Increasing public knowledge of Ireland’s research achievements is also an integral part of our remit under the Government’s Innovation 2020 (I2020) strategy. In fact, I2020 designates the council as the body responsible for delivering a forward-thinking funding programme to support frontier research. This is a role we’re well qualified to take on, given our long track record in funding curiosity-driven research.
The impact of Irish research
Researchers in Ireland are conducting amazing work that can enhance our understanding of the world and lead to the development of new ideas that have an impact on all our lives.
The Irish taxpayer is well served by this research because it helps us to be better informed about some of the challenges facing Ireland today. We fund researchers who – for example – are using the immune system to kill cancer, studying space weather to understand climate change, devising new forms of flood defences, tackling the issue of suicide prevention and uncovering the history of childhood diseases in Ireland.

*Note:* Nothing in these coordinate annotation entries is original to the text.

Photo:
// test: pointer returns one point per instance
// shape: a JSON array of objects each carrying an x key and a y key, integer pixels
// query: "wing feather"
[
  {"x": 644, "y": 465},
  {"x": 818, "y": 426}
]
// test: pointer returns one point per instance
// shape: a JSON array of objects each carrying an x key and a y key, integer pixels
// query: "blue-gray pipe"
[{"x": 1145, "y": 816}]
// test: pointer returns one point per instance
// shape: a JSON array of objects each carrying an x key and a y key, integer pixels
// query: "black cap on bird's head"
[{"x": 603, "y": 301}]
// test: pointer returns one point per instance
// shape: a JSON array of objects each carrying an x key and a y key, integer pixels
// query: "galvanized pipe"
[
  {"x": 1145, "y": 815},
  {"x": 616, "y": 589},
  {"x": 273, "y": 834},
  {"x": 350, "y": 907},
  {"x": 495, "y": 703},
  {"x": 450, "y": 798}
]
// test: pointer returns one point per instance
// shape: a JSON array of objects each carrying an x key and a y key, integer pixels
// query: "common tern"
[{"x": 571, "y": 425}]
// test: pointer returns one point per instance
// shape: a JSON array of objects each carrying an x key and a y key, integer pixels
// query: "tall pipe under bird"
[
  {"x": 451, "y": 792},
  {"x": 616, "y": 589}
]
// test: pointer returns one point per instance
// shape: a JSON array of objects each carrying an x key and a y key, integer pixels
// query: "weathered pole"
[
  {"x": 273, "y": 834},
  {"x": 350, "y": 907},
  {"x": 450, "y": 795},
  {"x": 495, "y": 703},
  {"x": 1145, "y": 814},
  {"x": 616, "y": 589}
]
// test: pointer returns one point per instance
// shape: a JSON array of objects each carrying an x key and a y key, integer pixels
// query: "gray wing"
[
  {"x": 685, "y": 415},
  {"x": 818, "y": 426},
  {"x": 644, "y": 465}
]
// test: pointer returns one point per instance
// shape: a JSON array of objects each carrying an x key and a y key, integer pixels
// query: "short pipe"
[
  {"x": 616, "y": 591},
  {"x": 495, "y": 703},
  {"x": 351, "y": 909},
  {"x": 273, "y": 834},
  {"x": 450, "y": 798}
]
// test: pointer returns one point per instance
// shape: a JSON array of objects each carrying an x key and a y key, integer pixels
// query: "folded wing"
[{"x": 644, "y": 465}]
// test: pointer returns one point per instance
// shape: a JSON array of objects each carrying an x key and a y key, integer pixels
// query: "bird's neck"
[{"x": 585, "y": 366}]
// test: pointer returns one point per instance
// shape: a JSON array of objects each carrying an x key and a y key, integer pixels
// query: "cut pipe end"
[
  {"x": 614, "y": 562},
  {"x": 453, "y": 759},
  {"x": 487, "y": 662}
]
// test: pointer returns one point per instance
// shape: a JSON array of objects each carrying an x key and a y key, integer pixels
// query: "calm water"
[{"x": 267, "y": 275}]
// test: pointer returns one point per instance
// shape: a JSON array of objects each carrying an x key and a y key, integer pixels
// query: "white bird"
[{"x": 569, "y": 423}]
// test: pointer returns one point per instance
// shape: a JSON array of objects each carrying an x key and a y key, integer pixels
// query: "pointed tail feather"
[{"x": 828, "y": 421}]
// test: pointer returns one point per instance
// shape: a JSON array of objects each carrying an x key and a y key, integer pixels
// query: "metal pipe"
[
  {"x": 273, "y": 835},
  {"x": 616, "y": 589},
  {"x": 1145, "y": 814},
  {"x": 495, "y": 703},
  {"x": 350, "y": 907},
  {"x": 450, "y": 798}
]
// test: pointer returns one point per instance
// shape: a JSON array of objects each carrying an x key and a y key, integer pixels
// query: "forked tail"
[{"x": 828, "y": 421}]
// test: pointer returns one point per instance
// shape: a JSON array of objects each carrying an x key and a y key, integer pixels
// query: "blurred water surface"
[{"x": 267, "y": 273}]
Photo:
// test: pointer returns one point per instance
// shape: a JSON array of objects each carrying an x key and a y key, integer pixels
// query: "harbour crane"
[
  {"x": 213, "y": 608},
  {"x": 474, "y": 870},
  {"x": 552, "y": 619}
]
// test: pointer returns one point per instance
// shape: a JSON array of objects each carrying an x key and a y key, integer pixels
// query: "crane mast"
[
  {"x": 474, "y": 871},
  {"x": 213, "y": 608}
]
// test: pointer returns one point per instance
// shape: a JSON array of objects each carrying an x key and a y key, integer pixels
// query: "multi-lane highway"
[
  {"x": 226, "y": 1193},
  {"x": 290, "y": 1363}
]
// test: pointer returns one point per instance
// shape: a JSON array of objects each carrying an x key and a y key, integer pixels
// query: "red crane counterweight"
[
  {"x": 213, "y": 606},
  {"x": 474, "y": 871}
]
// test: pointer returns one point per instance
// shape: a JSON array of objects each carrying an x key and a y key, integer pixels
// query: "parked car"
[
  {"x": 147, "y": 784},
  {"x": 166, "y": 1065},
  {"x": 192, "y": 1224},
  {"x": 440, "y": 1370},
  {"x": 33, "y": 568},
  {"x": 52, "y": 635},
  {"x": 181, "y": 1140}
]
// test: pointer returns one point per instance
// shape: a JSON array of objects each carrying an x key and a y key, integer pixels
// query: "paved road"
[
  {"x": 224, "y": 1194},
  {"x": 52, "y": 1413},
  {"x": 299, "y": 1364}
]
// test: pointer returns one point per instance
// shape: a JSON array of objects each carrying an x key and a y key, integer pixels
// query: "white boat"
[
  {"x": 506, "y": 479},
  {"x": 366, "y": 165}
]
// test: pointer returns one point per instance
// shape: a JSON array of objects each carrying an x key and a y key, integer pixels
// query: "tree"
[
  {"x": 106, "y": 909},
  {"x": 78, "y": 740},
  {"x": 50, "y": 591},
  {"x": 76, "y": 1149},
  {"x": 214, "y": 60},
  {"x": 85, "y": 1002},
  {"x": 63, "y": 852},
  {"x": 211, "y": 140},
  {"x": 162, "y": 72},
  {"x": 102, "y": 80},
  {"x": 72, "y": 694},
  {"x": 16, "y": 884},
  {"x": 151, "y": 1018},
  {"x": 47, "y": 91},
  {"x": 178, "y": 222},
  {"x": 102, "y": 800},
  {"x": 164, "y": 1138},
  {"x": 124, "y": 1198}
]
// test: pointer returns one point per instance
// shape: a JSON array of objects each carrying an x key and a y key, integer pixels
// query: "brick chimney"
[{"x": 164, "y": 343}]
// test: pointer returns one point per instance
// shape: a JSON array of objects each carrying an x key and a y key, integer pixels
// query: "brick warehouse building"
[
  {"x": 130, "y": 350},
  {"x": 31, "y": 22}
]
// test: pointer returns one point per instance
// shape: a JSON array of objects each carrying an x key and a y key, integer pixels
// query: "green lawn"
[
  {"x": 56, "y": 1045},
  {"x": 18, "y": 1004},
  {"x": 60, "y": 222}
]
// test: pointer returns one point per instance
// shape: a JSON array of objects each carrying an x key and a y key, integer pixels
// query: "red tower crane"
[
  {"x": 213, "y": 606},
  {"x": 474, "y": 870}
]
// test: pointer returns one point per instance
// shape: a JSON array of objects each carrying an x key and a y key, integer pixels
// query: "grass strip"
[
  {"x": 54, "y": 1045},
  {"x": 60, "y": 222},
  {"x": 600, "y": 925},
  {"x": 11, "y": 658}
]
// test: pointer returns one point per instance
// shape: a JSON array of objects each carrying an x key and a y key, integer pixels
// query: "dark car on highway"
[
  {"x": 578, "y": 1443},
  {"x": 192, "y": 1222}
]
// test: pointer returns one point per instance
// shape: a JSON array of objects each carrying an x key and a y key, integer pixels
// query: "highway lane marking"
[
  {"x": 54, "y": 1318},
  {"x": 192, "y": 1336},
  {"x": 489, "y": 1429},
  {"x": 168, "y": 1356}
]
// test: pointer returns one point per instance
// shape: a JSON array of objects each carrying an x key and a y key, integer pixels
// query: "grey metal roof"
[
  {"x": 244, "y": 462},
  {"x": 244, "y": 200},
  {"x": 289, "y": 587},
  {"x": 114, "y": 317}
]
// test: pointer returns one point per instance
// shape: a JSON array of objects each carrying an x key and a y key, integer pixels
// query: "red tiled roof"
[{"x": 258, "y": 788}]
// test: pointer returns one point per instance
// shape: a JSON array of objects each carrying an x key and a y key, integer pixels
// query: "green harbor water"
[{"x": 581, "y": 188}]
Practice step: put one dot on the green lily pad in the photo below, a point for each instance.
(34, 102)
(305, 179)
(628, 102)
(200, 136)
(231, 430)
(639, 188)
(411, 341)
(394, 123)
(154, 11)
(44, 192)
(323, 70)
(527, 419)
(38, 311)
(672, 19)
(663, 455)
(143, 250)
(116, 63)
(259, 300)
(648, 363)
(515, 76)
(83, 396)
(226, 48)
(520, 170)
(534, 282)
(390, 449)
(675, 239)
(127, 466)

Through our Decade of Centenaries programme, we are supporting flagship research related to 1916, from projects on the Battle of Mount Street Bridge to how nuns and schoolgirls fared during the Easter Rising.
‘Our researchers are driven by questions about our society, health, economy, heritage, and environment, and we all have a stake in their discoveries’
Showing the love
Throughout 2016, the Irish Research Council is running the #LoveIrishResearch campaign, aimed at increasing awareness of – and promoting – Irish research and researchers.
We want to engage members of the public in this fascinating work, and highlight researchers’ achievements and discoveries across 70 academic disciplines.
The campaign includes competitions and awards, regional and institutional showcases, publications, and public events. We have been engaging with the online community through our blog, Facebook and Twitter, where we circulate themed monthly calendars of public activities, and information about our researchers’ breakthroughs, achievements, and public outreach. So far, this has included posts on research relating to World Parkinson’s Day, Mother Earth Day, and Poetry Day Ireland.
We hope the campaign’s emphasis on the variety and depth of research underway in Ireland helps the public connect with those conducting this work. Our researchers are driven by questions about our society, health, economy, heritage, and environment, and we all have a stake in their discoveries.
By Prof Jane Ohlmeyer
Irish Research Council chair Prof Jane Ohlmeyer is the Erasmus Smith’s professor of modern history at Trinity College Dublin and the director of the Trinity Long Room Hub, Trinity’s research institute for the arts and humanities. Ohlmeyer was a driving force behind the development of the Trinity Long Room Hub and the 1641 Depositions Project. She is an internationally established scholar of early modern Irish history and has held fellowships and teaching positions in the UK, India, Brazil and the US.